La province de Kon Tum est le fief des peuples autochtones des Hauts Plateaux, et donc des Bahnar, bien évidemment. Mais impossible de penser aux Bahnar sans penser aussitôt à leurs fameuses maisons communales, les rông.
La plus grande maison du village, au toit de chaume en forme de fer de hache, est appelée maison communale ou encore rông. Généralement édifié au coeur du village, le rông est le théâtre des activités communautaires des plus importantes, les sacrifices de buffles qui marquent chaque bonne récolte, par exemple. Mais le rông sert aussi de logement à tous les jeunes garçons âgés de plus de 13 ans, de salle de réunion pour les adultes et d'hébergement pour les étrangers n'ayant pas de répondants dans le village.

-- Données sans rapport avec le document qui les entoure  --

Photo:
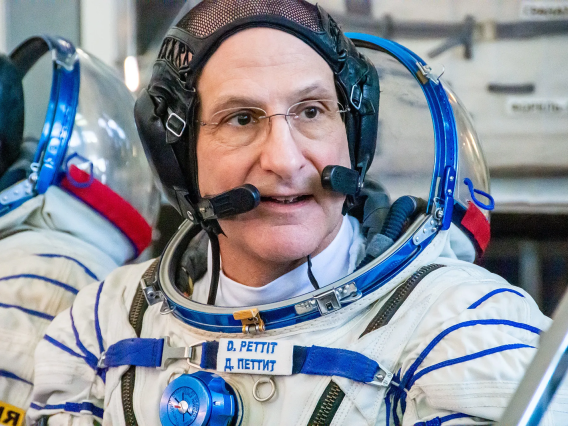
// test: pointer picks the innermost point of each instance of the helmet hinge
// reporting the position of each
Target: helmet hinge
(251, 320)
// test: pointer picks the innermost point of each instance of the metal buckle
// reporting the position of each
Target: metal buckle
(427, 72)
(331, 300)
(152, 295)
(357, 103)
(101, 363)
(182, 122)
(382, 378)
(173, 353)
(251, 320)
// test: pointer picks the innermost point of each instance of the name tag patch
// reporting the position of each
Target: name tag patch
(253, 356)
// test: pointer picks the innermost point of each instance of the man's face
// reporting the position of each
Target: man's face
(272, 70)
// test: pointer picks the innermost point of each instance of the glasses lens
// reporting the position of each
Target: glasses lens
(316, 119)
(237, 126)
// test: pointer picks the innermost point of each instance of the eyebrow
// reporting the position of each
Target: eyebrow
(313, 90)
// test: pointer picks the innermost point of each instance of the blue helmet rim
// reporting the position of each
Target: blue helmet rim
(59, 120)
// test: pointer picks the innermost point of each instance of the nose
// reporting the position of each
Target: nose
(281, 153)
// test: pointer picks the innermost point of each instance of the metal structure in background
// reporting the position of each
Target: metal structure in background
(544, 375)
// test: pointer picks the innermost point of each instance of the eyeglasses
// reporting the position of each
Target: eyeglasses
(314, 119)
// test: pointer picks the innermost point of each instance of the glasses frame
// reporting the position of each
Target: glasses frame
(341, 110)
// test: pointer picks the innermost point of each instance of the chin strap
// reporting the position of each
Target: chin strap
(311, 274)
(216, 267)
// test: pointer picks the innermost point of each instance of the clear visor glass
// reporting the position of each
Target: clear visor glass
(105, 134)
(104, 137)
(472, 166)
(405, 150)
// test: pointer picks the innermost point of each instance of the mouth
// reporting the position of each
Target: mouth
(285, 200)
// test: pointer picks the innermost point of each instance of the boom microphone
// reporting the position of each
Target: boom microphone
(230, 203)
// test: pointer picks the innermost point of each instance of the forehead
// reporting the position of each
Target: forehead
(264, 66)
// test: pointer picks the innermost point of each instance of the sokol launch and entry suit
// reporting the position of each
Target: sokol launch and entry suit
(56, 240)
(414, 334)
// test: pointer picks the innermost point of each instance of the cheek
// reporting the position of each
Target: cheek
(219, 168)
(333, 152)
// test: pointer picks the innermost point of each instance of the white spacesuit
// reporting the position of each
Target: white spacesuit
(56, 240)
(412, 334)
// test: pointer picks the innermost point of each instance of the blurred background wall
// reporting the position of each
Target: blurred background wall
(506, 59)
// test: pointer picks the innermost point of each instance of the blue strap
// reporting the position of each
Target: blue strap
(87, 270)
(465, 359)
(7, 374)
(352, 365)
(28, 311)
(493, 293)
(137, 351)
(97, 322)
(412, 369)
(72, 407)
(408, 378)
(437, 421)
(46, 279)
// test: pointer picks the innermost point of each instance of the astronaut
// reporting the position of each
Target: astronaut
(288, 297)
(68, 202)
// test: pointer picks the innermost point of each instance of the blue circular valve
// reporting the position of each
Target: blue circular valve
(198, 399)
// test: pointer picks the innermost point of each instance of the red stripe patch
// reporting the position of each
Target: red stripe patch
(112, 206)
(476, 223)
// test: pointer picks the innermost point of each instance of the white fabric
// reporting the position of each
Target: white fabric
(335, 261)
(58, 225)
(481, 387)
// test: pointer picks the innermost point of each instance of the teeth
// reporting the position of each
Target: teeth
(285, 200)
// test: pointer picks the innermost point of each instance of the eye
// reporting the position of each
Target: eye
(241, 119)
(311, 112)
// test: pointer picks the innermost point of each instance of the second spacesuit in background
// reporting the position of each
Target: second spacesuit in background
(73, 206)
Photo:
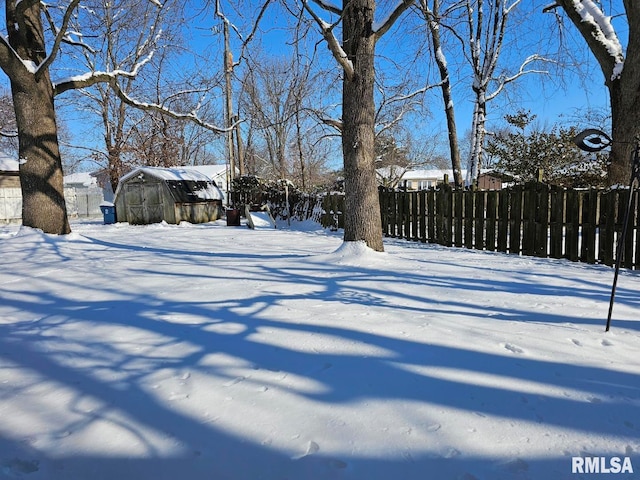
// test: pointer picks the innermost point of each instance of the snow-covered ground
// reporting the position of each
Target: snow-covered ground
(211, 352)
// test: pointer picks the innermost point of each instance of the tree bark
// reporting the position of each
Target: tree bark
(362, 206)
(41, 177)
(433, 21)
(624, 87)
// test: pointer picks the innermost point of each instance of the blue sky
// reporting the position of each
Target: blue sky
(545, 97)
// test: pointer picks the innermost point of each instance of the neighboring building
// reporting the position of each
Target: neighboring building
(218, 173)
(152, 194)
(82, 195)
(425, 179)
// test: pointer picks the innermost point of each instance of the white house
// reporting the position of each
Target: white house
(427, 178)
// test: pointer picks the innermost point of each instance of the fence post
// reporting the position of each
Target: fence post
(515, 220)
(469, 209)
(422, 202)
(588, 220)
(607, 226)
(492, 218)
(556, 219)
(479, 219)
(503, 219)
(458, 209)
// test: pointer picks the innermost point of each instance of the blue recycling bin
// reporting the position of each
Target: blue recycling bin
(108, 212)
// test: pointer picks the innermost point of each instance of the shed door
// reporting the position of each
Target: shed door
(144, 203)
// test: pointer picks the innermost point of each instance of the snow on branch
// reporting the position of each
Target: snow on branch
(91, 78)
(332, 42)
(598, 32)
(603, 32)
(60, 36)
(155, 107)
(381, 27)
(523, 70)
(328, 6)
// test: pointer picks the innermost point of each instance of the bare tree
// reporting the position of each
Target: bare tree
(486, 22)
(8, 129)
(26, 55)
(433, 14)
(619, 67)
(276, 97)
(355, 55)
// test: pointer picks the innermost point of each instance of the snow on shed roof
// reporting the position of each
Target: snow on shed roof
(171, 174)
(85, 179)
(185, 182)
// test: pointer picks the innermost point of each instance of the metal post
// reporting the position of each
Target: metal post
(633, 184)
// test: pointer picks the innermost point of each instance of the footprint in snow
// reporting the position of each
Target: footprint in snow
(235, 381)
(312, 447)
(512, 348)
(17, 467)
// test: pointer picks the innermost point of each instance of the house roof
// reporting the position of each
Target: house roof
(186, 184)
(8, 163)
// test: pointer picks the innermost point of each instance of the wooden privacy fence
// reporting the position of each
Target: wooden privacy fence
(534, 219)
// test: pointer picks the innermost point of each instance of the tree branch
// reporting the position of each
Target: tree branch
(597, 31)
(330, 7)
(60, 34)
(383, 27)
(332, 42)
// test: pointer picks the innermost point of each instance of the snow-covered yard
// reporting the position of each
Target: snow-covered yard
(211, 352)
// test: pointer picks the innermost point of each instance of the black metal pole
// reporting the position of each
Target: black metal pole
(635, 179)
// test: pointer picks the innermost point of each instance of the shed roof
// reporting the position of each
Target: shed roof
(185, 184)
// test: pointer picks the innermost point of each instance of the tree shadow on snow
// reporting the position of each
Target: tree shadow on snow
(138, 384)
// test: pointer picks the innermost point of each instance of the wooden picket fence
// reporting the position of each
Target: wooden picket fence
(533, 219)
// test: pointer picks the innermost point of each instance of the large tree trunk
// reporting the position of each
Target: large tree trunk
(478, 135)
(362, 205)
(625, 118)
(624, 93)
(41, 178)
(432, 19)
(623, 86)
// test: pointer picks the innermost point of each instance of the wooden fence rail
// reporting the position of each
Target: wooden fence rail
(533, 219)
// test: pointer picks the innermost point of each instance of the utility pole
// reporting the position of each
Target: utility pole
(228, 111)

La construction d’un rông demande beaucoup de temps, car il faut au préalable partir à la recherche du lim, du sindora ou d’autres bois précieux qui sont indispensables aux travaux. Le rông se caractérise par une grande toiture très inclinée dont la hauteur atteint une vingtaine de mètres, comme pour mieux exposer la puissance et la prospérité du village aux yeux de tous. Cette toiture géante est quant à elle soutenue par un système de colonnes, façonnées avec des troncs insérés les uns aux autres à la diagonale. Ce genre de support renforce la résistance de tout l’édifice, mieux à même, ainsi, de faire face aux caprices de dame nature.
Le plancher est bâti sur pilotis, à environ deux mètres du sol. Deux escaliers permettent d’y accéder, l’un à gauche réservé aux hommes, avec sept marches, et l’autre à droite, destiné aux femmes, avec neuf marches au total. Mais il en existe un troisième, installé entre les deux premiers, réservé exclusivement aux patriarches lors des cérémonies rituelles.
A l'intérieur de cette grande case sur pilotis, on retrouve non seulement des lits de camp, des bancs et une rangée de foyers, mais aussi des trophées de chasses accrochées aux corniches intérieures. Nguyen Hoàng Tân, un touriste : «C’est authentique et charmant, aussi bien au niveau de l’architecture qu’à celui de l’ameublement. C’est très intimiste. J’ai aussi essayé de frapper les gongs exposés là-dedans. C’est vraiment impressionnant, cette culture bahnar.»
Oeuvre d’art à part entière, le rông fait la fierté des Bahnar. Mais c’est aussi un patrimoine à préserver. Or, au fil du temps et surtout des mutations nées de l’urbanisation galopante et des bouleversements sociaux de ces dernières années, certains rôngs sont tombés à l’abandon. Heureusement, les autorités locales, conscientes de l’importance patrimoniale de ces maisons, ont pris les mesures adéquates pour en assurer la préservation. Dans la province de Kon Tum, le comité du Parti a même adopté une résolution grâce à laquelle presque tous les rôngs ont pu retrouver leur éclat original. Dans la capitale, même, le gouvernement a invité les artisans Bahnars à reconstruire un rông authentique au sein du Musée d’ethnographie. Luu Hung, folkloriste, également directeur adjoint du musée: «Certains éléments culturels, dont le rông traditionnel des Bahnars risquent de disparaître au fil du temps. Faute des moyens de préservation, cette architecture ancestrale des Bahnars ne serait qu’une auréole du passé. Ce serait extrêmement regrettable, je dois dire !»
Les rông constituent en effet l’âme des Bahnar. Les préserver, c’est préserver le coeur-même des villages, l’endroit où sont gardées les vieilles légendes. Grâce à leurs rôngs, les villageois ont un repère dans leur vie spirituelle : tout en restant profondément attachés à leurs traditions ancestrales, ils peuvent ainsi vivre pleinement le temps présent.